田中賢介は1499安打でユニフォームを脱ぐ
9月27日、田中賢介(日本ハム)が現役最後の試合に臨んだ。この試合では適時打を含む2安打を放ち、NPB通算1499安打で現役生活に別れを告げている。
田中はMLBで8安打を放っており日米通算では1507安打となるが、NPBでは節目の1500安打にあと1本届かなかった。試合後の挨拶でも「いつもちょっと足りない野球人生だった」と語っていたが、この田中のように“節目”の数字にわずかに届かず現役を引退した選手というのは多い。
野手で見ると飯田徳治(国鉄)が1978安打で現役を引退。引退した1963年も85試合に出場し24安打を放っていた。もう1年現役を延長すれば、名球会の会員資格である2000安打に届いていたはず。しかし、この当時は名球会(1978年設立)自体が存在していなかった。
投手では長谷川良平(広島)が197勝で1963年に現役を引退している。長谷川も飯田同様に名球会設立以前ということもあり、200勝という節目に固執することなく引退。翌1964年からコーチ職についた。
両リーグ200本塁打目前で引退
近年では、村田修一(巨人ほか)のような例もある。2017年に100安打を放ち、通算1865安打とするも、翌年の契約がなかった村田。独立リーグを経てNPBでの復帰を目指したものの、獲得に名乗りをあげる球団はなく、現役引退となってしまった。

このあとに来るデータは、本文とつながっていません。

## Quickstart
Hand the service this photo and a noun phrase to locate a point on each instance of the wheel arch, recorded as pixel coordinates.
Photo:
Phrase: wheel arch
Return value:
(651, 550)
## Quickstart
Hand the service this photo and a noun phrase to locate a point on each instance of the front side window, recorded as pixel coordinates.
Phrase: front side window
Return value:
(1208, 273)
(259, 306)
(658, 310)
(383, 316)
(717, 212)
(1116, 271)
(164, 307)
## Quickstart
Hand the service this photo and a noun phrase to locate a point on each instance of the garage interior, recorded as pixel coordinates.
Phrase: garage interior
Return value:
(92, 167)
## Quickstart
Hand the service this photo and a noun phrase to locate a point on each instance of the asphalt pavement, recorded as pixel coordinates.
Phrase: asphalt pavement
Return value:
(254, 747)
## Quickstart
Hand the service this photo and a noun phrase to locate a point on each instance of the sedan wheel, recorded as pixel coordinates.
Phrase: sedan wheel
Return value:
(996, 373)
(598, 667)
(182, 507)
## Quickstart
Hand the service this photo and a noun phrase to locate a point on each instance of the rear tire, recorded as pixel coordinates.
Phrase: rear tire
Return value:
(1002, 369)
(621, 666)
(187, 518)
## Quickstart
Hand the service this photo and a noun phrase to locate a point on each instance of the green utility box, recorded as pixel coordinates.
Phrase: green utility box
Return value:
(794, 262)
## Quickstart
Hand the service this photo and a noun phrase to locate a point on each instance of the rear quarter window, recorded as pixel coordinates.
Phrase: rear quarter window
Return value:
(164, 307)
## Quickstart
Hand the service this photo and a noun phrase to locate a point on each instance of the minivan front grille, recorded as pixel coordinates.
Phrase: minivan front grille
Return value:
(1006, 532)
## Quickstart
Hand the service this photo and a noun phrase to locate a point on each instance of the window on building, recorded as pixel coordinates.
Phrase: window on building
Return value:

数字だけを見ると、残り135安打は『あとわずか』というほどではないかもしれない。しかし、前年に100安打を放ち、打率.262とそれなりの成績を残した村田からすると、「あとわずか」と言っても差支えはないだろう。
村田と日本大学時代の同級生にあたる館山昌平(ヤクルト)も節目を目前にして引退した。館山は998奪三振と1000奪三振まで残り「2」に迫っていたが、引退会見の席で「興味ない」とコメント。引退試合で記録を狙うこともなかった。
2000安打というところでは、谷佳知(オリックス)が1928安打、井端弘和(巨人)は1912安打で、ともに2015年を最後に引退。とくに井端は、引退したシーズンも98試合に出場し、前年を上回る68安打を記録。チーム内の争いが熾烈なチームではあるものの、2000安打も狙える位置だったが、同級生の高橋由伸の監督就任に伴って、現役を引退することを表明した。
その他で有名なのは、大杉勝男(元・ヤクルトほか)。大杉はパ・リーグの日本ハム(前身含む)と、セ・リーグのヤクルトの2球団でプレーした長距離砲。日本ハムで287本塁打、ヤクルトで199本塁打と、両リーグで200本塁打まであと1本というところでの引退となった。
引退試合のスピーチでは「最後に、わがまま気ままなお願いですが、あと1本と迫っておりました両リーグ200号本塁打、この1本をファンの皆様の夢の中で打たして頂きますれば、これにすぐる喜びはございません」との名言を残したことでも知られている。
このように、あとわずかで節目や大台に到達するところで現役を引退する選手は多い。もちろん自身の一存だけでどうにかなるものでもないが、彼らの存在はファンの記憶には残り続けるはずだ。